11. Le dossier incluait un rapport d’expertise graphologique, demandée par le parquet, daté du 29 juin 2003 et établi par l’avocate-experte graphologue M.M.K. qui avait prêté serment à cet effet le 17 avril 2003. Long de soixante-deux pages, le rapport d’expertise concluait que l’un des deux documents « semblait avoir été rédigé dans sa totalité » par le requérant et comportait une signature illisible tandis que la signature sur l’autre document comportait des éléments « présentant des indices sérieux qu’elle avait été apposée par le coaccusé du requérant ». Le 8 mai 2003, le requérant, par l’intermédiaire de son avocat, avait nommé une autre experte, C.T.S., comme « conseillère technique » pour l’assister.

12. Lors de l’exposé de sa défense devant le juge d’instruction le 29 mars 2004, le requérant contesta les compétences de la graphologue M.M.K. Il mentionna que deux bureaux de graphologues, dont elle prétendait être membre, affirmèrent qu’ils ne la connaissaient pas et qu’un graphologue britannique, F.C., avait déclaré dans un rapport que M.M.K. n’était pas qualifiée et que ses commentaires étaient erronés. En revanche, il ne déposa aucun rapport de sa propre conseillère technique.

13. Les 7, 28 et 29 décembre 2004, le requérant déposa trois rapports d’expertise établis par un autre expert, D.K., qu’il avait engagé, et qui concluaient que les documents litigieux n’étaient pas rédigés par le requérant et que le rapport de M.M.K. était erroné.

14. À une date non précisée, le requérant et C.G. furent renvoyés en jugement devant la cour d’appel criminelle d’Athènes, composée de trois juges, pour répondre des accusations de faux et usage de faux.

15. L’audience, concernant le requérant mais aussi d’autres personnes dont les affaires furent jointes, initialement fixée au 8 mai 2006, fut reportée au 30 octobre 2006, puis au 12 mars 2007, en raison des empêchements des avocats des accusés. Elle eut lieu les 12, 14 et 20 mars 2007.

16. Le 12 mars 2007, les avocats du requérant demandèrent au président de la cour d’appel criminelle de citer à comparaître devant elle M.M.K. et D.K. Le président ajourna l’audience et ordonna la comparution des deux experts précités par les soins du parquet. À la reprise de l’audience, le 14 mars 2007, seul D.K. était présent ; il confirma ses conclusions présentées dans ses trois rapports.
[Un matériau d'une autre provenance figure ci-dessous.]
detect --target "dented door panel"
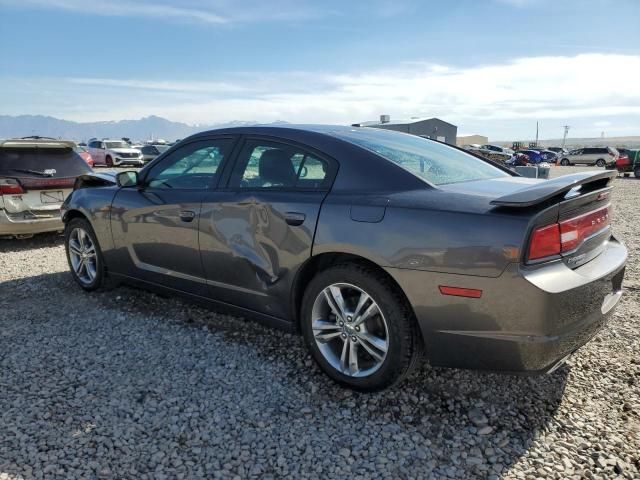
[200,191,325,319]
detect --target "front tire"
[301,264,421,391]
[64,218,105,292]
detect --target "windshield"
[104,140,129,148]
[333,128,509,185]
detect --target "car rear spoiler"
[491,170,617,208]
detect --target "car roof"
[183,124,436,192]
[0,137,76,148]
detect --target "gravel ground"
[0,167,640,480]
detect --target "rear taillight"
[0,178,24,195]
[529,223,561,260]
[560,207,611,252]
[529,207,611,260]
[616,155,631,167]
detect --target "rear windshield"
[332,128,509,185]
[0,148,91,178]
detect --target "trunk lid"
[0,140,91,220]
[438,170,616,268]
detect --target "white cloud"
[0,0,330,25]
[0,54,640,138]
[0,0,227,24]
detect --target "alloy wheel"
[68,227,98,285]
[311,283,389,377]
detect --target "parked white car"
[87,138,144,167]
[0,137,91,238]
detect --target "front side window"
[230,141,329,189]
[146,139,232,190]
[331,128,509,185]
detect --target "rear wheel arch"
[62,210,91,225]
[291,252,415,330]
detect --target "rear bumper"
[0,210,64,237]
[388,237,627,373]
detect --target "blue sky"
[0,0,640,139]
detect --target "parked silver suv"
[560,147,620,167]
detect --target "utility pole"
[562,125,571,148]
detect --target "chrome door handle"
[180,210,196,222]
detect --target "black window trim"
[140,134,239,192]
[221,135,340,192]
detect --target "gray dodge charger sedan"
[62,126,627,390]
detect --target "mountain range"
[0,115,286,141]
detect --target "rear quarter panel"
[63,186,117,253]
[313,192,529,277]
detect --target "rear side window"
[0,148,91,178]
[230,140,330,190]
[146,138,233,190]
[333,128,510,185]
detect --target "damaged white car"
[0,137,91,238]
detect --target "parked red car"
[73,145,95,168]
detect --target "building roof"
[355,117,455,127]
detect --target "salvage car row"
[0,126,627,391]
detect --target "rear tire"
[301,263,422,392]
[64,218,105,292]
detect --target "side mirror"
[116,170,138,188]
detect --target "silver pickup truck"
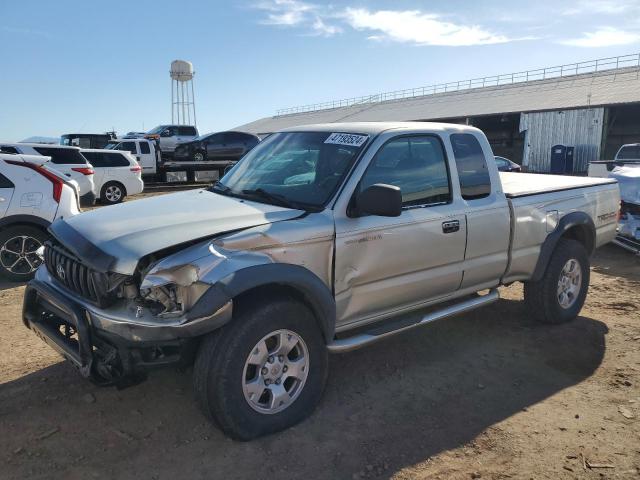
[23,123,619,440]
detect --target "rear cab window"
[138,142,151,155]
[178,126,198,137]
[33,147,87,165]
[115,142,137,155]
[450,133,491,200]
[616,145,640,160]
[85,152,130,168]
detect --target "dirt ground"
[0,189,640,480]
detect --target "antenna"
[169,60,196,126]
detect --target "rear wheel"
[524,239,590,324]
[0,225,48,282]
[194,299,327,440]
[100,182,127,205]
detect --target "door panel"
[335,205,466,324]
[0,188,14,218]
[334,135,467,325]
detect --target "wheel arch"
[100,180,127,200]
[0,215,51,235]
[532,212,596,281]
[188,263,336,342]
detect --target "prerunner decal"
[324,133,369,147]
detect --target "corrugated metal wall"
[520,108,604,173]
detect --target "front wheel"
[524,239,590,324]
[193,150,207,162]
[0,225,47,282]
[100,182,126,205]
[194,299,328,440]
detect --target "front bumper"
[22,268,231,386]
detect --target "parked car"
[588,143,640,178]
[82,149,144,205]
[0,143,96,206]
[60,132,115,148]
[173,132,260,170]
[0,153,80,281]
[105,138,161,175]
[23,122,620,440]
[144,125,199,153]
[494,156,522,172]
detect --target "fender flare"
[0,215,51,231]
[186,263,336,342]
[531,212,596,282]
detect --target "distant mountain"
[20,137,60,145]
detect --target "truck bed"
[500,172,616,198]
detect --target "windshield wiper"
[242,188,305,210]
[209,182,231,195]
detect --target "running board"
[611,235,640,255]
[327,288,500,353]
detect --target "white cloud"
[312,17,342,37]
[344,8,509,46]
[254,0,512,46]
[255,0,315,26]
[562,0,638,15]
[560,27,640,48]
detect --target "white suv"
[0,153,80,281]
[82,148,144,204]
[0,143,96,205]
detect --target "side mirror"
[356,183,402,217]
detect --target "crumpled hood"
[49,190,304,275]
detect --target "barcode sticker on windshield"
[324,133,369,147]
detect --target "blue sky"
[0,0,640,141]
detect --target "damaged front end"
[23,238,246,386]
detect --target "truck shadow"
[591,245,640,281]
[0,300,608,479]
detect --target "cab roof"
[279,122,479,135]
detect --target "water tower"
[169,60,196,125]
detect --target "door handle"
[442,220,460,233]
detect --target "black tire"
[0,225,49,282]
[524,239,590,324]
[193,299,328,441]
[193,150,207,162]
[100,182,127,205]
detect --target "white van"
[82,149,144,205]
[0,143,96,206]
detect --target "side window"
[360,135,451,206]
[0,173,14,188]
[83,152,106,168]
[107,152,129,167]
[118,142,136,155]
[33,147,87,165]
[451,133,491,200]
[207,133,222,145]
[618,145,640,160]
[178,127,197,137]
[224,132,247,145]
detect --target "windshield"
[147,125,167,135]
[213,132,368,210]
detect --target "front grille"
[44,241,111,307]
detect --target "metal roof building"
[237,54,640,172]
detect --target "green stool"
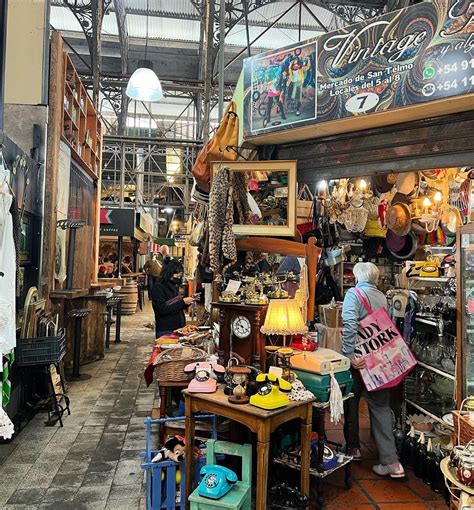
[189,439,252,510]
Aucune explication ne fut donnée pour l’absence de M.M.K. Par la suite, lecture fut donnée de tous les éléments de preuve (105 documents de plus de 1 500 pages), dont le rapport de M.M.K., les témoins à décharge firent leurs dépositions, les avocats de la défense posèrent des questions et plaidèrent sans faire aucune référence à la nécessité d’examiner d’autres témoins. À la fin de l’audience, le président demanda à toutes les parties au procès si elles souhaitaient un examen ou des éclaircissements supplémentaires mais celles-ci répondirent par la négative.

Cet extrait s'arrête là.